Listed online-only building materials firm CMO’s revenue and profits suffer a significant drop over the last financial year as the group blames a “difficult market backdrop”.
CMO Group reported on Friday morning its preliminary results which showed revenue fell by 14 per cent to £71.5m, down from £83.1m – this was across all its focus, building, plumbing and tiles. While its gross profit totalled £14.9m, down from the previous year’s figure of £16.5m.
Its earnings before interest; tax; depreciation and amortisation (EBITDA) was £0.9m, a drop from £2.1m in 2022.
The group stated that it faced a difficult market backdrop in 2023 as cost-of-living pressures and higher interest rates impacted demand in consumer markets.
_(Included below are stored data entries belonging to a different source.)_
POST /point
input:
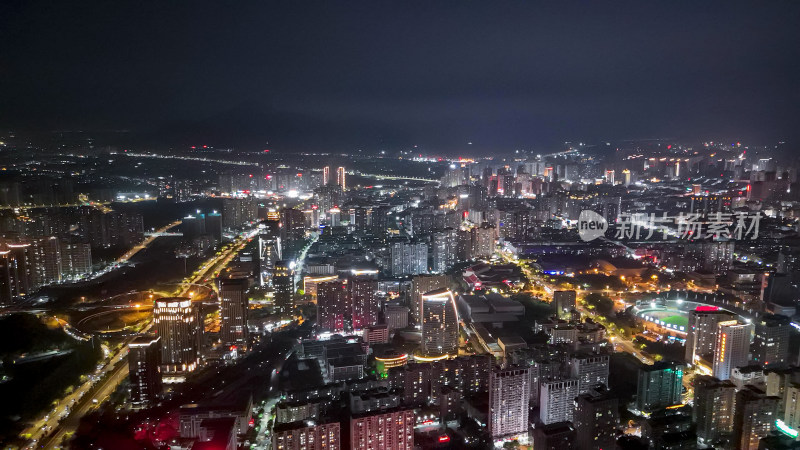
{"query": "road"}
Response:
(112, 375)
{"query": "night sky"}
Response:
(341, 75)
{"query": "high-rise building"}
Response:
(659, 386)
(364, 301)
(396, 317)
(76, 259)
(713, 408)
(409, 258)
(754, 417)
(340, 178)
(732, 349)
(509, 392)
(439, 322)
(790, 415)
(564, 303)
(421, 284)
(557, 400)
(16, 280)
(214, 225)
(307, 435)
(233, 311)
(333, 311)
(293, 221)
(483, 244)
(771, 343)
(44, 256)
(701, 333)
(270, 250)
(596, 419)
(326, 175)
(443, 249)
(144, 371)
(238, 211)
(176, 323)
(283, 284)
(385, 430)
(590, 370)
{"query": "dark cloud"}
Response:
(312, 75)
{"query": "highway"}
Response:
(112, 374)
All while the UK experienced the wettest 18-months on record.
However, customer loyalty improved as 65 per cent of orders were from repeat customers, up from 50 per cent in 2022. While it overlayed its longer-term strategy with shorter-term strategic priorities which saw it match headcount to market demand, a cost reduction of 18 per cent achieved.
On the current market view, the group stated that the poor weather continued into Q1, and the tiles market continued to show major decline in both online and bricks and mortar segments.
But its multi-point plan developed to assist recovery of the tile business being implemented by the new management team.
And whilst market conditions are expected to remain challenging, the group said it is seeing an improving trend and some momentum in Q2 which is anticipated to continue into H2.
Dean Murray, CEO of CMO Group said: “2023 has been a difficult year for all allied to the housing industry. However, whilst CMO is not immune to this, we have focussed our energies on profitable sales and becoming a better, more efficient business which is primed to take advantage of improvements in market conditions when they materialise which we have seen signs of recently.”
He added that the group “remain focussed on successfully navigating what we expect to be another challenging year, but one that is beginning to show some signs of improvement.”
“If that continues, we will benefit and return to growing our sustainable and profitable business,” he added.